Now, to vectorize things, first of all, let's write down the input variable ( XY ) as a vector. Typically, we'll do that with a boldfaced ( \mathbf{X} ) to indicate that it's a vector, and its components are just going to be the single variables ( X ) and ( Y ), the non-boldfaced. So, this is the vector representing the variable input. Correspondingly, a boldfaced ( \mathbf{X} ) with a little subscript ( 0 ) (i.e., ( X_0 )) is going to be the constant input, the single point in space near which we are approximating.
When we write things like that, this constant term simply enough is going to look like evaluating your function at that boldfaced ( X_0 ). So, that's probably the easiest one to handle. Now, the linear term looks like a dot product, and if we kind of expand it out as the dot product, it looks like we're taking the partial derivative of ( f ) with respect to ( X ) and then the partial derivative with respect to ( Y ), and we're evaluating both of those at that boldfaced ( X_0 ) input.
Now, each one of those partial derivatives is multiplied by the variable minus the constant number. So, this looks like taking the dot product. Here, I'm going to erase the word "linear." We're taking it with ( X - X_0 ) and ( Y ) as ( Y_K ). This is just expressing the same linear term but as a dot product, but the convenience here is that this is totally the same thing as saying the gradient of ( f ).
That's the vector that contains all the partial derivatives evaluated at the special input ( X_0 ), and then we're taking the dot product between that and the variable vector boldfaced ( \mathbf{X} - X_0 ). Since when you do this component-wise, boldfaced ( \mathbf{X} ) as ( X_0 ), if we kind of think here, it'll be ( X ), the variable minus ( X_0 ), the constant, ( Y ), the variable minus ( Y_0 ), the constant, which is what we have up there.

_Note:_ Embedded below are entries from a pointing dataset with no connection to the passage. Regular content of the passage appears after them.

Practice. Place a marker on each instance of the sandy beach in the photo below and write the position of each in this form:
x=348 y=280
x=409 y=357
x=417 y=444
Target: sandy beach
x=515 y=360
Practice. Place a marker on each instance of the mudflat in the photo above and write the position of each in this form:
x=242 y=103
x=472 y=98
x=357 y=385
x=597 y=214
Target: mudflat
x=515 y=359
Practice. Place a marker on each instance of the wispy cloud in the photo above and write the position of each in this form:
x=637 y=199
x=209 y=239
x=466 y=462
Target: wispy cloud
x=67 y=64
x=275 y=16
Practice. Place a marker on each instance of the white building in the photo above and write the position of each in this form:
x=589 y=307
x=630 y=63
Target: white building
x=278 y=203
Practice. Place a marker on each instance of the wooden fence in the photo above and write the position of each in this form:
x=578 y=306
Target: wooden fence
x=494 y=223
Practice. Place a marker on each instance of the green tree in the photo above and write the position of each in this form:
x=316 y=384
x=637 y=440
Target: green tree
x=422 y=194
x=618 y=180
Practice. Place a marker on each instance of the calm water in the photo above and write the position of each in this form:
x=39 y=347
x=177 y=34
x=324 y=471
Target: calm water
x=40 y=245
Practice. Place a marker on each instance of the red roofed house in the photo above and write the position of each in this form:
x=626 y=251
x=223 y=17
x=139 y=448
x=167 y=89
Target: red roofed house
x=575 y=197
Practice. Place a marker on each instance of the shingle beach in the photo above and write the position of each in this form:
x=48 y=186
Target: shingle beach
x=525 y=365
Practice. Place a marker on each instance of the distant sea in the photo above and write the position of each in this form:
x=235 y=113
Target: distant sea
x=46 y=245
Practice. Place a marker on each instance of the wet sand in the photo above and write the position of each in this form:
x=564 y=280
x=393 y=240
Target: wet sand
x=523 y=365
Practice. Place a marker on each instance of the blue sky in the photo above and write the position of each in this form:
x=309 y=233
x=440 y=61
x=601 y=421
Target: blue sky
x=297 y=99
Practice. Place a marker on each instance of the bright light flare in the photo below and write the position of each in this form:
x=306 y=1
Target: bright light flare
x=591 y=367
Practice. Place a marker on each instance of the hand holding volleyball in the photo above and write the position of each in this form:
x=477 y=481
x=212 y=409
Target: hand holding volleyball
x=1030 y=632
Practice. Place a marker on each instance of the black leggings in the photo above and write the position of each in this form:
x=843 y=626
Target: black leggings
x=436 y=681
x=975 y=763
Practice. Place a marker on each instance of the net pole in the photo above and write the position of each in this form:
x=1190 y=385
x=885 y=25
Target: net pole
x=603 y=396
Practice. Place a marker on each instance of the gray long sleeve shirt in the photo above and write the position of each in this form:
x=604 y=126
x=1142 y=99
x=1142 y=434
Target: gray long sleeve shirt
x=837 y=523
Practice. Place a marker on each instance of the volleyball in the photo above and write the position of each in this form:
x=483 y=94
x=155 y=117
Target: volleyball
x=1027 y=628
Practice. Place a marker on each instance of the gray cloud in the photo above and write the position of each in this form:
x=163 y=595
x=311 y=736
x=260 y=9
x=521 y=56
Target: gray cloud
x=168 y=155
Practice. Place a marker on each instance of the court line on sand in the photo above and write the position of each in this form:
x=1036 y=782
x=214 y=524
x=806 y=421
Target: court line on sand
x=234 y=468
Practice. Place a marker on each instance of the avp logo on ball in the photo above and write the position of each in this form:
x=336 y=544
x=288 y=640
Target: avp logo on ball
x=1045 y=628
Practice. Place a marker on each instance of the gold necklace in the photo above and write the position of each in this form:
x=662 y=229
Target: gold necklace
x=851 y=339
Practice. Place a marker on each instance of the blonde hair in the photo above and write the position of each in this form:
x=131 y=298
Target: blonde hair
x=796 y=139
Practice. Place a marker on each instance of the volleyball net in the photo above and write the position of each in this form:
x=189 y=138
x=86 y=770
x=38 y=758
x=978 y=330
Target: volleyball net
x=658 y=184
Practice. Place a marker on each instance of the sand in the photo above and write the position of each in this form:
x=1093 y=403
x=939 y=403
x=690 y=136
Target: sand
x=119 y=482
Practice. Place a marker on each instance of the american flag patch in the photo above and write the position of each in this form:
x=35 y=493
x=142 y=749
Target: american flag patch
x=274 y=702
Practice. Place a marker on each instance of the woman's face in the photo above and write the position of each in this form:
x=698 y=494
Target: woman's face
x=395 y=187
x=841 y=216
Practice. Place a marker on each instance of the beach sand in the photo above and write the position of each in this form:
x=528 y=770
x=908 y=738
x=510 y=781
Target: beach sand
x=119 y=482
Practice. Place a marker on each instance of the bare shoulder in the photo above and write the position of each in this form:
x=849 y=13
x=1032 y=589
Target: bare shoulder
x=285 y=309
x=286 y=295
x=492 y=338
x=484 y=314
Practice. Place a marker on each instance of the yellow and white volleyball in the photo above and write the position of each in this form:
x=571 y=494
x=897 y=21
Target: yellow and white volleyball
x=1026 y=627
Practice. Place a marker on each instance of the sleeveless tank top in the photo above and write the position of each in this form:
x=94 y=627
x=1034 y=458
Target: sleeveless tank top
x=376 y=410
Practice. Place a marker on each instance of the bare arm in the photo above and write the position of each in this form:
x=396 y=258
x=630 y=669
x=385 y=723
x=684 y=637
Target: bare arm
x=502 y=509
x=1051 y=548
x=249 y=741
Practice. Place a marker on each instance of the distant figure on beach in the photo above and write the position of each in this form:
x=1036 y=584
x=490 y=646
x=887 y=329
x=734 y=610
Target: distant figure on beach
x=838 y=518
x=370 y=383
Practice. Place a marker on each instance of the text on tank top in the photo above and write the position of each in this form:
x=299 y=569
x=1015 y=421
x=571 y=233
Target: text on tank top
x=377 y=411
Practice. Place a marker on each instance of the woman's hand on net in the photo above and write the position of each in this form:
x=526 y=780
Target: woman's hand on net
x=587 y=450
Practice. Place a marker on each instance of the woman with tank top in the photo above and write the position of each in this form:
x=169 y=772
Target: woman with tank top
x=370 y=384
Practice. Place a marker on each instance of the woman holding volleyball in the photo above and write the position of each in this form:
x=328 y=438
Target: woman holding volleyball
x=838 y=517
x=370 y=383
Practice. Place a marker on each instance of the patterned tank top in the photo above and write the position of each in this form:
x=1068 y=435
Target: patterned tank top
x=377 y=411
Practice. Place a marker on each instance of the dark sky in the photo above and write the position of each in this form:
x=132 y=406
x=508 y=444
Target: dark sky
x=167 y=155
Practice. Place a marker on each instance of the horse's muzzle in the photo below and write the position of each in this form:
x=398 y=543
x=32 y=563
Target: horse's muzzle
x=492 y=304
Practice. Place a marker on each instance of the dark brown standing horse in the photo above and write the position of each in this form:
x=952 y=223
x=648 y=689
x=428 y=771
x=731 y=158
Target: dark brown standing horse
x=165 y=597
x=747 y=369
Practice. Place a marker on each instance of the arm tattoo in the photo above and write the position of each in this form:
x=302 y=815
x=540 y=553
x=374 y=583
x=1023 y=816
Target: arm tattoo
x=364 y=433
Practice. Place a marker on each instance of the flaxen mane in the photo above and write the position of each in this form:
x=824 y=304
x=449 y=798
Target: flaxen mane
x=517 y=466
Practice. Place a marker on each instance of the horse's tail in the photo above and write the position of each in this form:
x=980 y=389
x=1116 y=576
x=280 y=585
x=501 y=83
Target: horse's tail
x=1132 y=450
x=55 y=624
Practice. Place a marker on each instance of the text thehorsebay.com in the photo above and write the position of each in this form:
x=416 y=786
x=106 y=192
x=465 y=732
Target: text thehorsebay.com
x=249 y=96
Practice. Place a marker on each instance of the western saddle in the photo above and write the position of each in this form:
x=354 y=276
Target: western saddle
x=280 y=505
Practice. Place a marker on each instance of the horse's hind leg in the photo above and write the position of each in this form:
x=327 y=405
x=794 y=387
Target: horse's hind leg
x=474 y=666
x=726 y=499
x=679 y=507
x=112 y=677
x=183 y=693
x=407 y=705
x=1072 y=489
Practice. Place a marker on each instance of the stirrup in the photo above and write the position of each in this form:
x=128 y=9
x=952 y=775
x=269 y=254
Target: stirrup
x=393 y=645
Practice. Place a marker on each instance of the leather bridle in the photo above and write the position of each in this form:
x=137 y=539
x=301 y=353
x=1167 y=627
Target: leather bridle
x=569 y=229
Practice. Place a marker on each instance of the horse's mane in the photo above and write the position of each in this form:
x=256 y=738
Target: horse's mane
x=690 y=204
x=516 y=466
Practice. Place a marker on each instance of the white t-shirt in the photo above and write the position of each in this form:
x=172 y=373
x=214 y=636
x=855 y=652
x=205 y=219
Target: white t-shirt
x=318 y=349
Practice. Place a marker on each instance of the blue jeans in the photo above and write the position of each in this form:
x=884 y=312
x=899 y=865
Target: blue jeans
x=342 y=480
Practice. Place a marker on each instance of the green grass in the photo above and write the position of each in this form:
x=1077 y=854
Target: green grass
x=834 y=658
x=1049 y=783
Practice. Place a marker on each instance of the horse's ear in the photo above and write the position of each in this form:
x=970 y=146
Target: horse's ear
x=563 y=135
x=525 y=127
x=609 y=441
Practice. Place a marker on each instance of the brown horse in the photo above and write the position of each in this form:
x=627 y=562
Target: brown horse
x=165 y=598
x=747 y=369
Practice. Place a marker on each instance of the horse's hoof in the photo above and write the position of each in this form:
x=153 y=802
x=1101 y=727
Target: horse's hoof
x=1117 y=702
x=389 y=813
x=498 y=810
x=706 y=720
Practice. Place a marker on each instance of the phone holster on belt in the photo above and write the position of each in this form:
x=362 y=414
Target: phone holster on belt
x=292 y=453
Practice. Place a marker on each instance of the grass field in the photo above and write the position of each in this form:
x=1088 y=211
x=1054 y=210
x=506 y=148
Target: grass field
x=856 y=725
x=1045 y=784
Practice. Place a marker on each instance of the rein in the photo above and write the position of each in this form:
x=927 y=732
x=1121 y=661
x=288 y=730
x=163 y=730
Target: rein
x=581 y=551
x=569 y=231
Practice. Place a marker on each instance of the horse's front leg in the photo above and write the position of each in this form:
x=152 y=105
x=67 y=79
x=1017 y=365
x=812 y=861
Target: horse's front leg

So, this expression kind of vectorizes the whole linear term. And now, the beef here, the hard part, how are we going to vectorize this quadratic term? Now, that's what I was leading to in the last couple of videos where I talked about how you express a quadratic form like this with a matrix.
The way that you do it, I'll just kind of scroll down to give us some room. The way that you do it is we'll have a matrix whose components are all of these constants. It'll be this ( \frac{1}{2} ) times the second partial derivative evaluated there, and I'm just going to, for convenience sake, I'm going to just take ( \frac{1}{2} ) times the second partial derivative with respect to ( X ) and leave it as understood that we're evaluating it at this point.
On the other diagonal, you have ( \frac{1}{2} ) times the other kind of partial derivative with respect to ( Y ) two times in a row. Then we're going to multiply it by this constant here, but this term kind of gets broken apart into two different components. If you'll remember in the quadratic form video, it was always things where it was ( A ) and then ( 2B ) and ( C ) as your constants for the quadratic form.
So, if we're interpreting this as two times something, then it gets broken down, and on one corner, it shows up as ( f_{xy} ) and on the other one, kind of ( \frac{1}{2} f_{XY} ). So like both of these together are going to constitute the entire mixed partial derivative. The way that we express the quadratic form is we're going to multiply this by, well, the first component is whatever the thing is that's squared here. So it's going to be that ( X - X_0 ) and then the second component is whatever the other thing squared is, which in this case is ( Y - Y_K ).
Of course, we take that same vector but we put it in on the other side too. So, let me make a little bit of room; this is going to be wide. We're going to take that same vector and kind of put it on its side, so it'll be ( X - X_0 ) as the first component and then ( Y - Y_K ) as the second component, but it's written horizontally.
If you multiply out the entire matrix, it's going to give us the same expression that you have up here. If that seems unfamiliar, if that seems, you know, "How do you go from there to there?" check out the video on quadratic forms or you can check out the article where I'm talking about the quadratic approximation as a whole. I kind of go through the computation there.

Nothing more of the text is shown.